She thought that Raoul was too shrewd to be acting in this shameful way, ruinously to his own interests, if there were not some secret motive at the bottom of it all. She saw that this persecution was more feigned than real.

So thoroughly was she convinced of this, that, had it only concerned herself alone, she would have firmly resisted the oppression, certain that the threatened exposure would never take place.

Recalling, with a shudder, certain looks of Clameran, she guessed the truth, that the object of all this underhand work was to force her to become his wife.

Determined on making the sacrifice, in spite of her repugnance toward the man, she wished to have the deed done at once; anything was preferable to this terrible anxiety, to the life of torture which Raoul made her lead. She felt that her courage might fail if she waited and suffered much longer.

“The sooner you see M. de Clameran the better for us, aunt,” she said, after talking the project over.

The next day Mme. Fauvel called on the marquis at the Hotel du Louvre, having sent him a note announcing her intended visit.

He received her with cold, studied politeness, like a man who had been misunderstood and had been unjustly wounded.

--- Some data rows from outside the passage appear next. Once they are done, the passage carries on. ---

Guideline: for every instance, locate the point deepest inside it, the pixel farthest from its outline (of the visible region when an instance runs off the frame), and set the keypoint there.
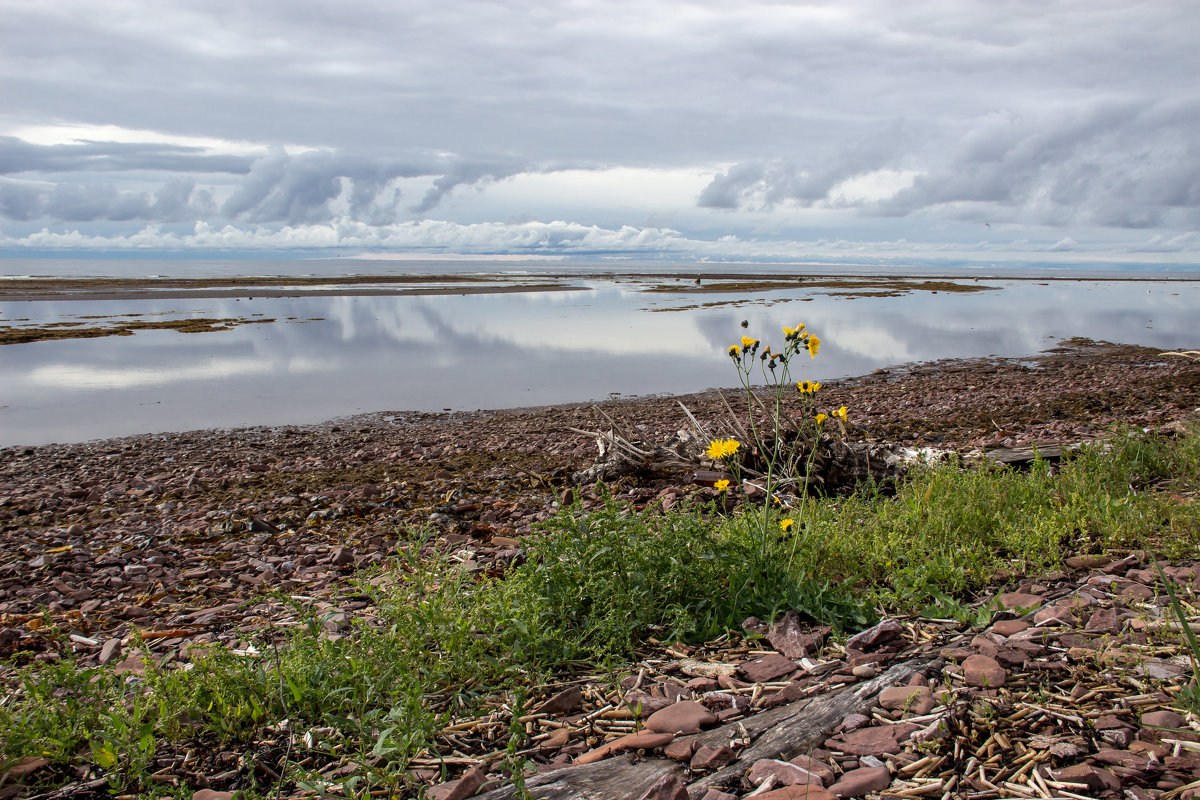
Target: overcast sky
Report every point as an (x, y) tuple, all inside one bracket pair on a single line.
[(751, 130)]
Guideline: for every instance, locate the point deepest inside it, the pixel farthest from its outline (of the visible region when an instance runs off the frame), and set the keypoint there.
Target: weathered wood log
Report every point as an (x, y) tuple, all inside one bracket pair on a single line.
[(798, 727), (780, 732)]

After listening to her report of Raoul’s scandalous behavior, he became very indignant, and swore that he would soon make him repent of his heartlessness.

But when Mme. Fauvel told of the immense sums of money forced from her, Clameran seemed confounded, as if he could not believe it.

“The worthless rascal!” he exclaimed, “the idea of his audacity! Why, during the last four months, I have given him more than twenty thousand francs, which I would not have done except to prevent him from applying to you, as he constantly threatened to do.”